• Question: If there were no available vaccine for Covid-19, would we be able to stop the virus? How much time would it take for the virus to vanish from the Earth?

    Asked by anon-256917 on 18 Jun 2020.
    • Photo: Sabrina Slater

      Sabrina Slater answered on 18 Jun 2020:


      Hi David,
      Interesting question! Have you heard of ‘herd immunity’? This is when about 80% of the population (or more) have been exposed to a particular disease and are immune. This means that every time one of these people in the 80% group come into contact with the disease-causing virus again, they fight and destroy it. When this is occurring all day every day, the remaining 20% of the population have much less chance of catching the disease, because it’s being “mopped up” by this 80%. So, THEORETICALLY, in the past we may have been able to get rid of viruses like this. However, there are a few tricky things about Covid-19 that mean herd immunity won’t work:
      1) there are people who have been infected more than once, or people who have had the virus but don’t seem to have any protection against it
      2) Covid-19 kills a lot of people! Relying on this as a strategy means knowingly letting lots of people, particularly people over 50, die. Obviously we can’t let this happen! If people who are exposed don’t live to be part of the 80%, they can’t be part of the ‘herd’ required for herd immunity.
      3) Because Covid-19 is a relatively new virus, when people do become immune to it, we don’t know how long this immunity lasts – weeks? Months? Years? Lifetimes?

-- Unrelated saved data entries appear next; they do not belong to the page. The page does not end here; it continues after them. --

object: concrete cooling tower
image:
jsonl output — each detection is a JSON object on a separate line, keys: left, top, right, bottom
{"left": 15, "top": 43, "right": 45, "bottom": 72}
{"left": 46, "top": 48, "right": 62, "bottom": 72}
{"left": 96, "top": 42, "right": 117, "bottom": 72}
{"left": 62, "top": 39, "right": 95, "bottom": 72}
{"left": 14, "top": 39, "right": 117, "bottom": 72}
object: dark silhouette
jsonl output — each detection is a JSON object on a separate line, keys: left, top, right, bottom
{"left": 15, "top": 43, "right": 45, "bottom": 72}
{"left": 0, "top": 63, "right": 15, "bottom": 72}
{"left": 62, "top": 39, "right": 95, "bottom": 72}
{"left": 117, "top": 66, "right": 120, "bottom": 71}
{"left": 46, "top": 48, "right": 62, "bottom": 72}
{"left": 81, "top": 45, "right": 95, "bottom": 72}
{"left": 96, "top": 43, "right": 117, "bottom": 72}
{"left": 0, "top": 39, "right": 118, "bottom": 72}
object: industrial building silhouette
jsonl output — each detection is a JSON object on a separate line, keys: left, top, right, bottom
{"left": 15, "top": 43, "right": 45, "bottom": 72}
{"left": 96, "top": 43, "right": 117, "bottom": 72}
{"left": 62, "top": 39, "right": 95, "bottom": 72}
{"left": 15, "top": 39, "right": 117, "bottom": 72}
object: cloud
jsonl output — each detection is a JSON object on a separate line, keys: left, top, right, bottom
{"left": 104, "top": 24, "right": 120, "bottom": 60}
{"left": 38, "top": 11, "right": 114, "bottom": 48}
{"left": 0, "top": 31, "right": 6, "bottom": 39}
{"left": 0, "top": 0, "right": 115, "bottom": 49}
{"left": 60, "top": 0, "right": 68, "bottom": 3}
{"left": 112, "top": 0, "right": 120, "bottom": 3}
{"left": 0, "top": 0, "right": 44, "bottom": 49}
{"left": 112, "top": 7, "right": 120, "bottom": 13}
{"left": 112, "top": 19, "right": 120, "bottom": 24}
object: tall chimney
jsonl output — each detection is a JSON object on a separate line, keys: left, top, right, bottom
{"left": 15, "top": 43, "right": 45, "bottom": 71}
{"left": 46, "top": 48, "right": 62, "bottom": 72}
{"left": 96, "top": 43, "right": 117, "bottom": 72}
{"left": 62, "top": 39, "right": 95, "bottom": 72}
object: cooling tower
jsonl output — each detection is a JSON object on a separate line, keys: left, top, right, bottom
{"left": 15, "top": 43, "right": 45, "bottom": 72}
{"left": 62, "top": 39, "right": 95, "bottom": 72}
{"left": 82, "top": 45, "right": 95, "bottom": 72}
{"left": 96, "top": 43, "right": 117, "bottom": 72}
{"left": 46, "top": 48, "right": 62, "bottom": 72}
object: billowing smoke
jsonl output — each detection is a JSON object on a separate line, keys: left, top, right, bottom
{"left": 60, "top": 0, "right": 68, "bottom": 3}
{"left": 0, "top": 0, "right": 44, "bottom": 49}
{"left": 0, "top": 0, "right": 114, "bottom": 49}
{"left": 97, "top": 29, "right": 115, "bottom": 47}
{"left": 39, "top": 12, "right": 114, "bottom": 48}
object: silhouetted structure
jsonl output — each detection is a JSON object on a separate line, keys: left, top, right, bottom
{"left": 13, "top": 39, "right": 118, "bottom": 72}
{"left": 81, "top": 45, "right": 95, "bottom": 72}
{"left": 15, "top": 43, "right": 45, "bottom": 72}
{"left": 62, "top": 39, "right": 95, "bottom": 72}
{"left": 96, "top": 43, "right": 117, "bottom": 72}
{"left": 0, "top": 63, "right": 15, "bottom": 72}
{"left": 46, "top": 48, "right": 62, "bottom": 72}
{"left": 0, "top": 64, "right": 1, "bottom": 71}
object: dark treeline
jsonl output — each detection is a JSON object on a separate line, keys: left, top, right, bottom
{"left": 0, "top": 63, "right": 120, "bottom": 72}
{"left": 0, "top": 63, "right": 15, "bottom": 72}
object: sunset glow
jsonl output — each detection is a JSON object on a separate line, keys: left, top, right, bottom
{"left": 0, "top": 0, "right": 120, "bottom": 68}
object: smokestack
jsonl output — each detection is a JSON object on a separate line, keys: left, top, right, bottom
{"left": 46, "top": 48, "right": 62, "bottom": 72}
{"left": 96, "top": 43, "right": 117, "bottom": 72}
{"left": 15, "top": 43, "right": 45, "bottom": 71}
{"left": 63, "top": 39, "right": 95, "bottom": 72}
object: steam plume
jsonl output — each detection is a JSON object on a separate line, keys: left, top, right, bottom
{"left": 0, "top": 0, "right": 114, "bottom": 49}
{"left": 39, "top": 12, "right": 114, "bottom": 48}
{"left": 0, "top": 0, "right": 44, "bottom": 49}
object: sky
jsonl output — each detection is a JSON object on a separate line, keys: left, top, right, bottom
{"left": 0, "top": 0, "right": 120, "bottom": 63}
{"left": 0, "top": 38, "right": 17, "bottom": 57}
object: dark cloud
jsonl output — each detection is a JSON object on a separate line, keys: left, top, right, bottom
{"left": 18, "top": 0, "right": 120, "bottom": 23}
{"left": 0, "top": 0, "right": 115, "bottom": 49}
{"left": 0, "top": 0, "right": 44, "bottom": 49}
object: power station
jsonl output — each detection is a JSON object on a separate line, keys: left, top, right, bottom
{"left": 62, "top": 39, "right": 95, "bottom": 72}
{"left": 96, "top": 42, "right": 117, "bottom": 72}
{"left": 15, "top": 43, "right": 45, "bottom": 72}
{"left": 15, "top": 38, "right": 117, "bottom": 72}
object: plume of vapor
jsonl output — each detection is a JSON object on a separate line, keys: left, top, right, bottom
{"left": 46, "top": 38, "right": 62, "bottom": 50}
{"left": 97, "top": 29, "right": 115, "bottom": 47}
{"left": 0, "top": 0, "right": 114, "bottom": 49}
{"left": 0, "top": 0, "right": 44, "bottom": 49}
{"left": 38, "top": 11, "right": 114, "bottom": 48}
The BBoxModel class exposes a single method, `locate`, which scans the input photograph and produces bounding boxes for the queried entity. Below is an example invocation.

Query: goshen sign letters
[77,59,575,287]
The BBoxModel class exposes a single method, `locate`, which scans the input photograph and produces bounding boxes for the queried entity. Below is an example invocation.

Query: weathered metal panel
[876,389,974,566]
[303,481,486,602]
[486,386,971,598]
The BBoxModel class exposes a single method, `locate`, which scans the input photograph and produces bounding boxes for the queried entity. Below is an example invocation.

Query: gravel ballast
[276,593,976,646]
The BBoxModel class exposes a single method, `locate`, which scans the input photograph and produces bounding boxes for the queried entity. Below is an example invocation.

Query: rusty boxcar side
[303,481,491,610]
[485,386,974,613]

      This is all very doom and gloom but there are 2 MUCH easier solutions to wipe Covid-19 off the planet, and they both basically rely on stopping the virus spreading from person to person. If the virus has no humans it’s able to infect, it can’t survive out in the sun! The first half of this solution is cleaning surfaces, your hands, your face, and wearing a mask so that we don’t breathe virus particles all over each other. Scientists estimates this alone can cut the spread of the virus in half at the minimum! The second half of the strategy is treatment for those who are already infected, and this can happen most quickly through drug repurposing. This is when medical workers and scientists give patients drugs that already exist (so we already know the side effects of them and how they work) to treat Covid-19. Not random drugs of course, drugs that we have good reason to believe will make people better.

      Hope that answers your question!

    • Photo: Rachel Tanner

      Rachel Tanner answered on 25 Jun 2020:


      Hi David – great question and Sabrina has already done a really good job of answering! Lots of us are working really hard to develop and test different vaccines – there are more than 100 potential COVID vaccines in development right now so everyone’s hoping at least one of these will be successful!